Part of the risk during this traffic period derives from an astounding statistic; in Europe, the average age of a buyer of a new Porsche is well into the late forties – an age group popularly known as the menoporsche. In Dubai, the average age is 19. Fill a 10 lane highway with low-blood sugar 19 year olds in Porsches, and stand back.
Or you might prefer the ski slope. With an outside temperature that hit 50 degrees, I felt a visit to the giant ski slope – the world’s biggest etc. – was a good idea. There are few things more bizarre.

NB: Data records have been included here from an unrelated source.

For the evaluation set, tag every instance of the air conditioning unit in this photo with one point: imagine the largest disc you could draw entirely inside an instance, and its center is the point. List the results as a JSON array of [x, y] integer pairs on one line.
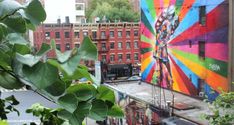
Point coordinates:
[[201, 94]]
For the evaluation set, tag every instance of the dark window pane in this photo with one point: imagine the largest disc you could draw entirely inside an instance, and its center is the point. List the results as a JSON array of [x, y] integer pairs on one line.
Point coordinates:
[[67, 47], [111, 34], [112, 45], [202, 15], [57, 35], [67, 34], [201, 48], [77, 34]]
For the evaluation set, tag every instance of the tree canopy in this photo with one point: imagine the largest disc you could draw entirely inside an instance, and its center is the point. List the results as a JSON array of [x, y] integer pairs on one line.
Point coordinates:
[[112, 10], [21, 66]]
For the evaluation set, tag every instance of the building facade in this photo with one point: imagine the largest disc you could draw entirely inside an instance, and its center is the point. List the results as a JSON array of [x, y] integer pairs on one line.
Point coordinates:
[[186, 46], [118, 43]]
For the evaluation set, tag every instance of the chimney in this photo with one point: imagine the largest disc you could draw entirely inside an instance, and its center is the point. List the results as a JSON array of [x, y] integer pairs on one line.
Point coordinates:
[[67, 21], [59, 21]]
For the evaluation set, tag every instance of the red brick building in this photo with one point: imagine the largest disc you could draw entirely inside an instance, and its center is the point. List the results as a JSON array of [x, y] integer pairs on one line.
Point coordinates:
[[117, 43]]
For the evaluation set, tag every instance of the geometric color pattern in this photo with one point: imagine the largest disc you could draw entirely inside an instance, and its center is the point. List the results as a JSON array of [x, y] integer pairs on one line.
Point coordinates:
[[170, 37]]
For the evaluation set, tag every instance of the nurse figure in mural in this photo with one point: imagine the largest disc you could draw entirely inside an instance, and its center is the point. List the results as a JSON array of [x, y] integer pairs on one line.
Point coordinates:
[[165, 27]]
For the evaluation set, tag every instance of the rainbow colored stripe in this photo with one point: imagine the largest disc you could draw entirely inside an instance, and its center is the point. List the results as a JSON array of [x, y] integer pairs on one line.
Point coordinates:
[[185, 64]]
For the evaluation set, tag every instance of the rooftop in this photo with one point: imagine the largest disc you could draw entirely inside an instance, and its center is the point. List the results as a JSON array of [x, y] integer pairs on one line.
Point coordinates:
[[151, 94]]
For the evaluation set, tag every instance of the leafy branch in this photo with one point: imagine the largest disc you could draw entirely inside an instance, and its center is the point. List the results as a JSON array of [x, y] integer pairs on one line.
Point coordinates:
[[52, 78]]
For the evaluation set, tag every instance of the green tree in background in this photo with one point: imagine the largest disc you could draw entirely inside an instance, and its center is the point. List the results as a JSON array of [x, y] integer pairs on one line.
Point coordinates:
[[113, 10], [21, 66]]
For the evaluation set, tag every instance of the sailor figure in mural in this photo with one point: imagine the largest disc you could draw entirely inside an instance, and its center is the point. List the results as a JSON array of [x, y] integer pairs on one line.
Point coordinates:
[[165, 27]]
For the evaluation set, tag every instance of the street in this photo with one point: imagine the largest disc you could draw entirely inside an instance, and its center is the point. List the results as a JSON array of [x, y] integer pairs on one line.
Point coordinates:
[[26, 99]]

I talked with some retired expats now living in Dubai. If infinite shopping and self-indulgence are your thing, there is obviously a lot to be said for the place. Best to ignore the fact that the carbon footprint per person is (of course ) the biggest in the world. Property is in abundant supply, prices are dropping faster than in the UK, so if you want to live in a beige concrete block on an artificial island, in a gated community, this may be the moment to pounce. Around 500,000 people have left in the past year, so finding a flat should be simple.
If you are a married female, the deal is perhaps not so attractive. Most financial activity is in the name of the husband. A will is definitely needed, at risk of the estate being distributed after death according to local laws, in which a woman counts as 50% of a man, and the distribution may go to male relatives rather than to the wife. That is incidentally a point for anyone living out of the UK – Napoleonic law also has a rigid way of disposing of an estate, which certainly applies in both France and Holland.

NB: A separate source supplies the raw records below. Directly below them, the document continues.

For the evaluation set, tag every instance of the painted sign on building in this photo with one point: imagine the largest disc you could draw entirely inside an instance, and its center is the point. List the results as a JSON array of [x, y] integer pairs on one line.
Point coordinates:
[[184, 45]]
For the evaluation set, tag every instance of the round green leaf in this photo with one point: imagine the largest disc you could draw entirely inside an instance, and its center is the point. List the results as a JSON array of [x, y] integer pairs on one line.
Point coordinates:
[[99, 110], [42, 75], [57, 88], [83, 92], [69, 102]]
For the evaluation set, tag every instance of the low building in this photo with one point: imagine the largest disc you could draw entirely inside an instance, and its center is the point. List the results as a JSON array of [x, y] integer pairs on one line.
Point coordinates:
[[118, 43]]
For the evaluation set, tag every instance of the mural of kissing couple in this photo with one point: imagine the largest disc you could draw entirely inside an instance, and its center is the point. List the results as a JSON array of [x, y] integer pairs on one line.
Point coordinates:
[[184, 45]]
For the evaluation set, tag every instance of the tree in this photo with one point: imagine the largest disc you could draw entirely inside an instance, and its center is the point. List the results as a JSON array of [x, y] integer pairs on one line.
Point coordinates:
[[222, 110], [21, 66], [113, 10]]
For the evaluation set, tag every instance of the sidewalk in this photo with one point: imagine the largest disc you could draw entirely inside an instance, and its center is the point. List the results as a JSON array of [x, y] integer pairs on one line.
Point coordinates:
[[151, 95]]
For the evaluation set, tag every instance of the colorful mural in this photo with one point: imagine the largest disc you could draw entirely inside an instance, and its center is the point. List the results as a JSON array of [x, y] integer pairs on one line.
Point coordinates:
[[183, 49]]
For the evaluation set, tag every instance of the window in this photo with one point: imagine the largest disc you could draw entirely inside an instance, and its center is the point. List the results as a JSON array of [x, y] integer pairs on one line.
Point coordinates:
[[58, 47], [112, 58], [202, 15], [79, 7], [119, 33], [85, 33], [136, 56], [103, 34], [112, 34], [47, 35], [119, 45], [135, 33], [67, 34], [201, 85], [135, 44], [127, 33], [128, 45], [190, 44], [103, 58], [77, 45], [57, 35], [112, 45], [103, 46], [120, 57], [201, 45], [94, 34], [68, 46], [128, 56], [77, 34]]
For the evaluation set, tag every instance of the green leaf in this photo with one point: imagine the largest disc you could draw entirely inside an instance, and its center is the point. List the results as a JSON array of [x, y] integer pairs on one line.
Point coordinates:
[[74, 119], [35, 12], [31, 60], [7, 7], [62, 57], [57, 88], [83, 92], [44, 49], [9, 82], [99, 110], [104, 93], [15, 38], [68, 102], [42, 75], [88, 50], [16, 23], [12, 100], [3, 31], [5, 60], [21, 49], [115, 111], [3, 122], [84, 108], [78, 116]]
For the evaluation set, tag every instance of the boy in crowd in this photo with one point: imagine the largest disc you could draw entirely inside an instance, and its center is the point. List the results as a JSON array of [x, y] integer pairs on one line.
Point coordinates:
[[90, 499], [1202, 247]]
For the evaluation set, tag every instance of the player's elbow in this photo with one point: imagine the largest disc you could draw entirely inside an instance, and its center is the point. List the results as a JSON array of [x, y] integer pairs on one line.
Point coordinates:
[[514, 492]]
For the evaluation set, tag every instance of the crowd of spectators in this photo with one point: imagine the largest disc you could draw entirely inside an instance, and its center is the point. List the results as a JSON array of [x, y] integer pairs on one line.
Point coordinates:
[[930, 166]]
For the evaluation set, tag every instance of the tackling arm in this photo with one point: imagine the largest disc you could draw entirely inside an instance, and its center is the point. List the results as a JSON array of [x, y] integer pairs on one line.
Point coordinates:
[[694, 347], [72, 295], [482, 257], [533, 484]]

So, a good place for shopping fanatics with no social conscience. Not recommended for dog lovers, fell walkers, National Trust addicts, or people who drive slowly in Morris Minors.
We have previously discussed ways of using your home as a way of finding extra funding in retirement. Times obviously change, and it now looks as though this may be less useful a route than previously. Falling values of houses means that there may be less capital in the property to use for equity release, or any other similar arrangement. Of course if there is still an existing mortgage on the property, then the available capital will be reduced by more than the fall in the property value – the amount you owe stays the same, the drop in house price impacts on the difference between the mortgage and the full value.

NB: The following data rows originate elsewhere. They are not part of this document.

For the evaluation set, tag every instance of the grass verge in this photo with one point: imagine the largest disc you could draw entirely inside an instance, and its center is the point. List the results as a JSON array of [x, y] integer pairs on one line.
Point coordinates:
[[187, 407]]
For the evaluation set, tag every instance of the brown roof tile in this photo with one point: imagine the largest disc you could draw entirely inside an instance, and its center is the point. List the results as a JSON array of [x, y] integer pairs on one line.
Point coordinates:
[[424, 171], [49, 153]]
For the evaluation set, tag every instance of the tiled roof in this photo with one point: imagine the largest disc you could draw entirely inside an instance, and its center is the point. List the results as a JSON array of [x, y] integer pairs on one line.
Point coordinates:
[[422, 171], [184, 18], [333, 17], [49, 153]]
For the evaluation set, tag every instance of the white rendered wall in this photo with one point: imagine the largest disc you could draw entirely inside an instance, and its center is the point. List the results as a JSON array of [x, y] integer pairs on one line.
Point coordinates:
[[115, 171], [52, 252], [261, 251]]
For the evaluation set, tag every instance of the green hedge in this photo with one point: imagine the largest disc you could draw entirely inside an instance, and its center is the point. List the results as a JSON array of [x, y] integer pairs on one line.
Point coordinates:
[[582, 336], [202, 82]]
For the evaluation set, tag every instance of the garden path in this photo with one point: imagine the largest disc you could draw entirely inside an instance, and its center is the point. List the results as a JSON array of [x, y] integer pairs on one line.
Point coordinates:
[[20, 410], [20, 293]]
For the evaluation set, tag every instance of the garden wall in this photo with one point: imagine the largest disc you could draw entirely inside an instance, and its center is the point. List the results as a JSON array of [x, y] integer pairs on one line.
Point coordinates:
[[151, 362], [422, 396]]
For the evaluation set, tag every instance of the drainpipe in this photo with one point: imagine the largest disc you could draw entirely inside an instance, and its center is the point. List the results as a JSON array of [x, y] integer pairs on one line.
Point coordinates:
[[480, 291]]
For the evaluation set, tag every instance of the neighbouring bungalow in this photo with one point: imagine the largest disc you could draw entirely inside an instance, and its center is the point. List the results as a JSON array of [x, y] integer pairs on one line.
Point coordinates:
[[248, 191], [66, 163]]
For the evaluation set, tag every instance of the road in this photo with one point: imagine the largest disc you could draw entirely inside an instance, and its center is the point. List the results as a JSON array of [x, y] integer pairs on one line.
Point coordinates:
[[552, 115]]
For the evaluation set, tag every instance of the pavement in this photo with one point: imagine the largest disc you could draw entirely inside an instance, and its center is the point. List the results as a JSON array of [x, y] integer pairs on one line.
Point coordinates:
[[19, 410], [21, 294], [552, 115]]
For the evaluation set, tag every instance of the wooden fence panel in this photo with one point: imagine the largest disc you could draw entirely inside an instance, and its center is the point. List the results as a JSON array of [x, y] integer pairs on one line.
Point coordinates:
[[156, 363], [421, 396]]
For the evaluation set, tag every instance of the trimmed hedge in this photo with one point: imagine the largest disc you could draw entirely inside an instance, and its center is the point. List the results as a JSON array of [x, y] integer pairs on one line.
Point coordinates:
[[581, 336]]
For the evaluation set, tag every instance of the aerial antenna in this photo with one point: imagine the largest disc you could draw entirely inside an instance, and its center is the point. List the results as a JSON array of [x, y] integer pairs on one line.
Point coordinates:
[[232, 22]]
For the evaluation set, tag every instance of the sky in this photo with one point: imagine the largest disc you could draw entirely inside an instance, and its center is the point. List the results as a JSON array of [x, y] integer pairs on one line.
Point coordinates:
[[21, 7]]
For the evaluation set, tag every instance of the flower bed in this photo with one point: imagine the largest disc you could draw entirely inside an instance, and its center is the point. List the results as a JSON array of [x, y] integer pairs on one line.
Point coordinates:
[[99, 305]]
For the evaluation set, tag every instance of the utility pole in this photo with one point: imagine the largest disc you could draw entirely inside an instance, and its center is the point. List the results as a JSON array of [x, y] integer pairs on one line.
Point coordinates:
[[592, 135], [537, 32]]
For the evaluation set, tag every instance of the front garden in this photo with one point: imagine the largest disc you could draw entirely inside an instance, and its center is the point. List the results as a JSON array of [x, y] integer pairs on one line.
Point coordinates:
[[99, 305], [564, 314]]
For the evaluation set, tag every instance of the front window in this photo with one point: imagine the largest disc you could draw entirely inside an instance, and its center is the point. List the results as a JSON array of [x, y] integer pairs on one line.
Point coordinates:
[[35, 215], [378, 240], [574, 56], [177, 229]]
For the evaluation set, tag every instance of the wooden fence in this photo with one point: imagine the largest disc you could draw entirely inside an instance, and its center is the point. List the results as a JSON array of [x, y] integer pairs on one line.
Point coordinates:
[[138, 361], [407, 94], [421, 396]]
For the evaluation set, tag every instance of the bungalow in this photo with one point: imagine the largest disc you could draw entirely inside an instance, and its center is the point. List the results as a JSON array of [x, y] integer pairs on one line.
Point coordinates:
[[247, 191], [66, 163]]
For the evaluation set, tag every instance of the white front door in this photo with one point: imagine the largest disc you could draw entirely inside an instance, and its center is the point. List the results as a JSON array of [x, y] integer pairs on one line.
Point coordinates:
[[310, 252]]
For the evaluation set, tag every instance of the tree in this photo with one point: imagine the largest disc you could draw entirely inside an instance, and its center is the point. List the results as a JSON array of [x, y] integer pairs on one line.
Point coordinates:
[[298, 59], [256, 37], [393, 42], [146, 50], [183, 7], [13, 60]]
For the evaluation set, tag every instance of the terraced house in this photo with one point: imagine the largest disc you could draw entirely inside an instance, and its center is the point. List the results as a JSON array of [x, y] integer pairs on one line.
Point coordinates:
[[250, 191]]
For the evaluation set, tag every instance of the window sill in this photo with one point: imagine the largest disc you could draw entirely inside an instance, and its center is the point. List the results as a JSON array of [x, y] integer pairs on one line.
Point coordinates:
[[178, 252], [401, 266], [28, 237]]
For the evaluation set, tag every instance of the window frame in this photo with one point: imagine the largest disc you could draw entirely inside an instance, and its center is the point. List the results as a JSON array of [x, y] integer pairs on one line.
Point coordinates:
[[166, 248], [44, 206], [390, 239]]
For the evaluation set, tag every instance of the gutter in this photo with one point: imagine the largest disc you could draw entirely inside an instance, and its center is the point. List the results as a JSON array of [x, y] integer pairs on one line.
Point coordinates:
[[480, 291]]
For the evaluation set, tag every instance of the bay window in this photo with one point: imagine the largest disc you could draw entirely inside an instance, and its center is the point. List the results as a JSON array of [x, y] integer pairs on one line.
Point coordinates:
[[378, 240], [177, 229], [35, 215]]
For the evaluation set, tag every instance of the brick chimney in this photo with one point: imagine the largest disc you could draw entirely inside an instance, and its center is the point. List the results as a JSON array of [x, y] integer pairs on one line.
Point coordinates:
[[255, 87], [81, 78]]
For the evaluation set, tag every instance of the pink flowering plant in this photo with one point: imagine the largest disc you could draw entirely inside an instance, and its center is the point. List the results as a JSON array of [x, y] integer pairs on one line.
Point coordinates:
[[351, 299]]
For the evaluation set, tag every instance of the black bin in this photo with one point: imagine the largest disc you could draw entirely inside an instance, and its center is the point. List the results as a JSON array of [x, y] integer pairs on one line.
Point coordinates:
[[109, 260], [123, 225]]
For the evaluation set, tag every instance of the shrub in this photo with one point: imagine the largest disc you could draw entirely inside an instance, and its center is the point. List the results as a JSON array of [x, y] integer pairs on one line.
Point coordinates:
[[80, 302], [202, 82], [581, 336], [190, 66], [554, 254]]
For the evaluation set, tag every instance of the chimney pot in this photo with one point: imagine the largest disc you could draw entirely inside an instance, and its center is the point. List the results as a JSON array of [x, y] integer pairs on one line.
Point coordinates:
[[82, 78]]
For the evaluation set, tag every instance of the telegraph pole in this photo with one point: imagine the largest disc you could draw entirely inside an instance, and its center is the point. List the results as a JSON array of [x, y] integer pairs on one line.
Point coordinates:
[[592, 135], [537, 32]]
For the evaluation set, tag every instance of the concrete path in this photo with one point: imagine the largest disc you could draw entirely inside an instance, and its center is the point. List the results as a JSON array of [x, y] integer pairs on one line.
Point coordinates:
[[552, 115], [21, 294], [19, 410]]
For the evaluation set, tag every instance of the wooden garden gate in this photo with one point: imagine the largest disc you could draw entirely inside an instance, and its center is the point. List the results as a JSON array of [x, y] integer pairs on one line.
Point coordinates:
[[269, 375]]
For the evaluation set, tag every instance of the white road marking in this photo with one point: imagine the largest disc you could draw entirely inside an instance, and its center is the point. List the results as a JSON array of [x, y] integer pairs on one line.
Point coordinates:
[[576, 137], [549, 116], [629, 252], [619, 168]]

Recent research suggests that over 3 million people in the UK are relying on their home to provide a pension for them. The fall in house values over the last couple of years means that the capital available by this means has reduced by around £29 billion.
While this makes good publicity for pension companies, they do sort of forget to mention what has happened to pension funds over the same two years. If you had money in shares for the last two years, then during the period the FTSE has fallen from around 6500 to around 4700 – depending upon where your house is, you could well have been better off with the house than with the pension fund invested in the stock market.
The other point the pension sellers will make is that your pension will carry on for the rest of your life, whereas a lump sum released from your house will offer very poor returns at present if placed in a savings account. You could buy an annuity – at the moment, £100,000 should buy an annual £6,400 or so for a 60 year old male. This is single life rate, so if you have the misfortune to die at 61, the annuity seller does pretty well out of the deal. You can take a guarantee to ensure that a dependent benefits within a certain number of years, but that will of course reduce the pension paid to you.
Private pensions are, frankly, pretty poor at the moment. What you can buy with a fairly large sum of money pales utterly in comparison with what is seen as necessary for people at the top of our businesses and government. An MP with 13 years’ service will retire with a pension which would take the average earner in the UK 60 years to acquire –and after 20 years service an MP will have a pension of some £30,000 p.a.. The pension which Gordon Brown will enjoy would need something like £1.75 million to buy.
Suddenly, having £200,000 capital from downsizing or equity release doesn’t seem too spectacular. Things would be so much easier if we knew how long we will live.